The folly itself, constructed in the style of a small Greek temple, complete with a pillared portico, nestled in its woodland setting as though it had always been there. As Serafina surveyed it, Max slipped his arm about her shoulders. “My grandfather had it built for my grandmother, nearly a century ago. They used to come here when they wanted to escape the pressures created by being an earl and a countess and having a huge estate to run. Julian showed it to me when I was very small. And when he was gone to Oxford and London, and I was lonely, I used to come here by myself.”
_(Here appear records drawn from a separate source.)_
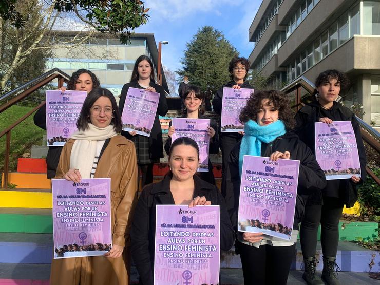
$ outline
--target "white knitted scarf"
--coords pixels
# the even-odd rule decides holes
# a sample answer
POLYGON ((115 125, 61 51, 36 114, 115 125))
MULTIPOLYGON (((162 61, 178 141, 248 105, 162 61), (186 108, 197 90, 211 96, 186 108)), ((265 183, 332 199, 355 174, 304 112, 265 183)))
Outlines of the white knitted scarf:
POLYGON ((97 152, 97 141, 106 140, 117 135, 112 125, 105 128, 98 128, 90 123, 86 130, 75 132, 70 137, 75 141, 70 156, 70 168, 79 169, 82 178, 91 178, 91 169, 97 152))

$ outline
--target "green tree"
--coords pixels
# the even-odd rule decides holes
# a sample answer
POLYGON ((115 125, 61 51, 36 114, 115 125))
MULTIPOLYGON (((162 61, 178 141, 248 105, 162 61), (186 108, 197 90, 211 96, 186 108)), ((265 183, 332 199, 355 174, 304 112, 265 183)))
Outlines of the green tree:
POLYGON ((186 44, 181 63, 183 69, 176 72, 180 78, 187 75, 189 81, 203 91, 215 93, 230 81, 229 63, 238 53, 223 33, 210 26, 199 29, 186 44))

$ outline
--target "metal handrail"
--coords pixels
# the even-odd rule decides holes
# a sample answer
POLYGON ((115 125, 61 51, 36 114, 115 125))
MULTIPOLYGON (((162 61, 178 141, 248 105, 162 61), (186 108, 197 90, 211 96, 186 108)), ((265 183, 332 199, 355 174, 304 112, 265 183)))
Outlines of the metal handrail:
POLYGON ((65 79, 66 79, 67 81, 69 81, 70 80, 70 75, 69 75, 67 73, 64 72, 59 68, 57 68, 56 67, 53 68, 52 69, 49 70, 48 71, 46 72, 44 74, 42 74, 40 75, 40 76, 37 76, 37 77, 33 78, 31 80, 29 80, 26 83, 24 83, 22 85, 21 85, 17 87, 15 89, 14 89, 13 90, 10 91, 9 92, 6 93, 2 96, 0 97, 0 101, 6 99, 8 97, 12 96, 12 95, 14 95, 15 94, 17 94, 20 91, 26 89, 27 87, 33 85, 35 84, 35 83, 37 83, 42 80, 43 79, 44 79, 46 78, 47 77, 53 74, 56 74, 59 73, 61 75, 62 75, 62 77, 63 77, 65 79))

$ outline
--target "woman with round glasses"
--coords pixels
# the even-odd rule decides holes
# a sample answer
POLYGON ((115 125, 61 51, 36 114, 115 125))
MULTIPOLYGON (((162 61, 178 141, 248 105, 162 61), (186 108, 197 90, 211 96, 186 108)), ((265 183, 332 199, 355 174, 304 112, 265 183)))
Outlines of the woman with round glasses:
MULTIPOLYGON (((223 101, 223 88, 224 87, 234 89, 253 89, 248 81, 246 81, 247 72, 250 68, 250 62, 245 58, 233 58, 229 65, 229 72, 231 81, 224 84, 216 92, 213 100, 214 111, 222 115, 222 102, 223 101)), ((219 125, 220 125, 219 122, 219 125)), ((227 160, 230 153, 235 145, 241 140, 242 132, 219 132, 219 145, 222 151, 222 173, 224 174, 227 166, 227 160)))
POLYGON ((106 89, 90 92, 77 127, 78 130, 63 147, 55 178, 77 183, 82 179, 111 179, 112 246, 103 256, 53 259, 50 283, 128 284, 130 258, 125 253, 130 246, 131 217, 137 191, 135 146, 118 135, 121 118, 115 97, 106 89))
POLYGON ((119 110, 123 113, 125 98, 129 87, 144 89, 160 93, 153 126, 149 137, 136 134, 136 131, 123 131, 122 135, 135 143, 137 154, 137 164, 141 170, 141 187, 153 182, 153 164, 160 162, 164 157, 162 147, 162 132, 158 115, 166 115, 168 108, 164 88, 155 82, 153 63, 146 55, 141 55, 135 63, 132 77, 129 83, 125 84, 121 90, 119 110))

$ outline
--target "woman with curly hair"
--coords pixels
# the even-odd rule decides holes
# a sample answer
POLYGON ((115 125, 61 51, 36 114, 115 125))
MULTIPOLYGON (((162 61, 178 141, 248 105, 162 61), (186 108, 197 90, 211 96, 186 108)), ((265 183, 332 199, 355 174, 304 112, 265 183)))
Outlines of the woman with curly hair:
MULTIPOLYGON (((240 254, 244 284, 287 283, 295 253, 298 222, 303 200, 326 185, 324 172, 310 149, 289 132, 294 124, 287 97, 272 90, 252 94, 239 116, 245 135, 230 155, 222 188, 232 224, 237 224, 240 180, 244 155, 299 160, 299 173, 293 231, 289 241, 263 236, 262 233, 237 233, 236 253, 240 254), (274 274, 273 270, 276 270, 274 274)), ((235 227, 236 230, 236 227, 235 227)))
MULTIPOLYGON (((219 88, 213 100, 214 111, 219 115, 222 115, 222 102, 223 101, 223 88, 224 87, 234 89, 247 88, 253 87, 246 81, 248 70, 250 68, 250 62, 245 58, 235 56, 230 62, 229 72, 231 81, 223 84, 219 88)), ((219 122, 219 125, 220 124, 219 122)), ((227 160, 230 153, 234 146, 241 140, 242 132, 219 132, 220 150, 222 151, 222 173, 224 173, 227 166, 227 160)))
MULTIPOLYGON (((90 70, 78 69, 71 75, 67 83, 67 88, 62 87, 59 88, 61 91, 72 90, 75 91, 86 91, 87 94, 93 89, 100 86, 99 80, 90 70)), ((46 130, 46 103, 39 109, 33 117, 34 124, 46 130)), ((51 179, 55 176, 60 156, 62 151, 62 146, 49 146, 46 155, 47 172, 48 179, 51 179)))
POLYGON ((307 104, 296 115, 296 131, 314 152, 314 123, 331 124, 334 121, 350 121, 355 132, 362 168, 362 177, 353 174, 350 179, 328 180, 326 187, 310 197, 305 207, 300 237, 305 262, 302 277, 308 284, 324 284, 316 275, 315 254, 318 228, 320 223, 320 242, 323 253, 322 279, 329 284, 340 284, 335 272, 339 241, 339 220, 343 206, 353 206, 357 199, 358 185, 366 178, 366 153, 360 127, 354 113, 338 103, 341 90, 347 90, 350 82, 347 76, 338 70, 324 71, 315 82, 314 101, 307 104))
They crossed the grass, mown short by deer and sheep, of which there was no sign, and approached the folly. Four Doric pillars on a small terrace supported an overhanging, sloping, tiled roof. Beyond, a doorway opened into the inner sanctum. Max pushed the door open and led Serafina inside.

It was much as he remembered it from the last time he’d been here. Dusty, a few cobwebs, but he could have left it yesterday instead of more than ten years since.

“It’s beautiful,” Serafina said, on a breath of admiration. “I think your hideaway is far superior to mine.”

A dusty chaise longue stood away from the back wall; a rug covered the marble floor, a few dead leaves had found their way inside; sunlight slanted in through the cobwebby windows to left and right.

Max brushed the dust off the chaise longue and coughed. “In need of a clean, I fear.”

She’d followed him and was standing very close. “Not at all. This is just as it should be. If anyone had cleaned it, we’d know someone else was using it. Like this, it’s ours and ours alone. It’s meant to be a secret and now it’s ours.”

“I like that.” He bent his head and kissed her, and as he did, she put her arms around him, hugging him close, pressing her body against his so hard she must have been able to feel the suddenly springing arousal that had accompanied the kiss.

Her fingers were in his hair, pulling his head closer to hers. Her lips were as hungry as his. He pulled her harder against him as they sank down onto the chaise longue together. Drat that bloody arm for getting in the way.

As soon as they stepped into the folly, Serafina had known what would happen there. Heat had flooded through her body in a tidal wave of pure desire as unexpected as it was alien to her. As he’d kissed her, she’d felt her knees buckle, and together they’d half-fallen, half-sat on the chaise longue. His tongue was on hers, his hand touching her breast through the stout covering of gown and stays, and all she knew was that she wanted more. And she wanted it now. Saturday was too far away.

As though driven by something far from common sense, as Max leaned over her, she wrapped her legs around his body, drawing him in ever closer, feeling that glorious throbbing object he had in his trousers that was thrilling her to her core as it pressed against her through the thin cotton of her gown and making her almost squirm with desire.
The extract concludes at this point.